November 27, 2013 | BITE: My Journal

Banished to Siberia at La Cenita

Meat Market rents must be high. That might explain the $29 duck burrito.

Meat Market rents must be high. That might explain the $29 duck burrito.

          A couple of saucy dames at the entrance to La Cenita take my measure and boot the three of us right to Siberia. How quickly Meat Market gatekeepers can remind you that you aren’t who you used to be. Less than a few wrinkles ago this was Abe and Arthur’s and I was welcome. But now the EMM group has rejiggered that all-American concept into a somewhat Mexican mold.

 

As even Siberia fills up, young women in cocktail-come-on dress arrive.
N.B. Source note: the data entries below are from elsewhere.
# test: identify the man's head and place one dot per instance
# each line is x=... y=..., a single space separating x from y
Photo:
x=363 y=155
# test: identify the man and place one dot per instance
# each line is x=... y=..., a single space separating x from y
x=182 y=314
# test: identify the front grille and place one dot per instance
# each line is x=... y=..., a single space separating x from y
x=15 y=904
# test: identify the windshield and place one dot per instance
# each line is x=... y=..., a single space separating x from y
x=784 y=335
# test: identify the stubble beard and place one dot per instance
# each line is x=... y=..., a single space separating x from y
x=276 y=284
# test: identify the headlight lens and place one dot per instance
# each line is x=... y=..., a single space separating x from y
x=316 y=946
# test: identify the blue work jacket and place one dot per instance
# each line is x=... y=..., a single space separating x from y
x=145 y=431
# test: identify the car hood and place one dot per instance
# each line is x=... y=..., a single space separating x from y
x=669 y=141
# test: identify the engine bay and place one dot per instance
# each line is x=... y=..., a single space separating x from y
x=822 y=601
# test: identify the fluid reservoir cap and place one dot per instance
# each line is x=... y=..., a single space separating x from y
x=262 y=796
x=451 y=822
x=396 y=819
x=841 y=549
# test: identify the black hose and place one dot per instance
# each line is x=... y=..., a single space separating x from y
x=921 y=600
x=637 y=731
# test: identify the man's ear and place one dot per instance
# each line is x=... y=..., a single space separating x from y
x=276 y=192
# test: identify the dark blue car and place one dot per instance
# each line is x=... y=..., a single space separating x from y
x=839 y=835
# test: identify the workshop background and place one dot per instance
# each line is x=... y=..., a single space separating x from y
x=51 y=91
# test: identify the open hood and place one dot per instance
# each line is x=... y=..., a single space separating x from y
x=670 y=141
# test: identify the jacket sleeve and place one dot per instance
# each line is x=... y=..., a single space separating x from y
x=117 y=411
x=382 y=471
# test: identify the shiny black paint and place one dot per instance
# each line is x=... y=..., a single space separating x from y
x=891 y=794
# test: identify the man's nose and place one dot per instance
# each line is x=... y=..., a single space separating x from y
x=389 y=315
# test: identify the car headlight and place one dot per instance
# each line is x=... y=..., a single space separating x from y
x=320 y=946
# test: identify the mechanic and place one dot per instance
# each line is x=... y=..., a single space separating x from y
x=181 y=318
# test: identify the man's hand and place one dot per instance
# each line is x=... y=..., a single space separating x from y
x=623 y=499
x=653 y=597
          I’ve come with a duo of stylish young women in the age demographic all marketers want. And yet…and yet…it’s as if we were Slobovian refugees. I panic as we’re led upstairs and then through one, two, three cozy little rooms to the farthest table against the back wall. It is quiet. I suppose I could exalt that we’d been saved from decibel torture below. But still, it’s lonely.

 

Pistachio and tomatillo make sense in guacamole but not pomegranate seeds.

          “Don’t you have a worse table for us?” I ask our escort from the welcome stand. She is tall and slim and incredibly beautiful. She looks at me blankly.

          “Is not good?” she asks in her limited English. If only she were a robot, she might be more responsive.

          “No, this table is too good for us,” I tell her. “Tell your boss up front, we don’t want this table.” She hands one of us a drink menu.

          “How about two menus?” I plead.

  The first bite of crisp fried artichoke is fine but then greasy leaves overwhelm.

          Normally I devote BITE to a discovery, a worthwhile detour, a new spot that shows promise. I don’t want to waste my time or yours hatcheting a small earnest effort that doesn’t quite make it – either it will find its fans or disappear soon enough. It could even find inspiration and become delightful. But I thought my report might be a community service to discourage a mad rush to La Cenita.

Grilled fish taco is plump with mango and pistachio mole.

          We try for an alcoholic mellowing. I ask for guacamole with our drinks. There’s nothing wrong with “Anything Yuzu,” except that it costs $17. I don’t mind tomatillo and Iranian pistachios in my guacamole. (The house has a head start on the ending of the Iranian embargo. Is that what makes it a $14 guac?) I just don’t understand pomegranate seeds. Still, the chips are satisfyingly salty and I’m hungry, so I dip along the edges of the polka-dotted terroir to avoid the seeds.

          A waitress hands us menus and stands ready to take our order. “Give us a few minutes,” says my companion. If only the kitchen were merely slow and not also fogged over. After a long pause, a couple of bussers appear and cover the table with starters and middles. Definitely a misunderstanding.

Roasted corn cut from the cob with cotija cheese and chile is elegant.

          Some of the food isn’t bad but it’s not very good. Fried artichokes with Serrano chile yogurt are not quite hot enough and mostly greasy leaves. Hamachi with habanero, gooseberry and chile oil is just another crudo. Esquites, roasted corn with Mexican cheese and chile, usually a marvelous mess to eat off the cob is a tad restrained but still mighty fine in a bowl.

          A big table of traders lope in and settle in the next room. Suddenly at our cell under the air conditioner and amplifier, it’s noisier, louder, colder and darker.

        

 We should have asked for soft corn tacos instead of soggy flour wrappers.

          Things seem to be going our way when we discover that tacos come three to a portion. But even ABC Cocina’s not-quite-authentic tacos are infinitely better. I find myself longing for April Bloomfield’s fancies at Salvation Taco. Surprise! Short rib tacos with raisin, queso fresco and crema, listed under “Crunchy” for fried, are luscious, but no bigger than a half dollar. As one critic wrote, “If you’re a model or gerbil, La Cenita might become your Mexican go-to.”

Could these crisp fried short ribs be smaller? Good for models and gerbils.

          It will not become mine obviously, even though the $29 duck enchilada primed with cheese and crema too, is actually quite good. If you liked Akhtar Nawab’s cooking at Elettaria – I didn’t – and Esquina before that -- don’t pay attention to me.

          409 West 14th Street between Ninth and 10th Avenues. 646 289 3930. Sunday and Monday 6 to 9:30 pm, Tuesday and Wednesday 6 to 11 pm. Thursday through Saturday 6 pm to 1 am.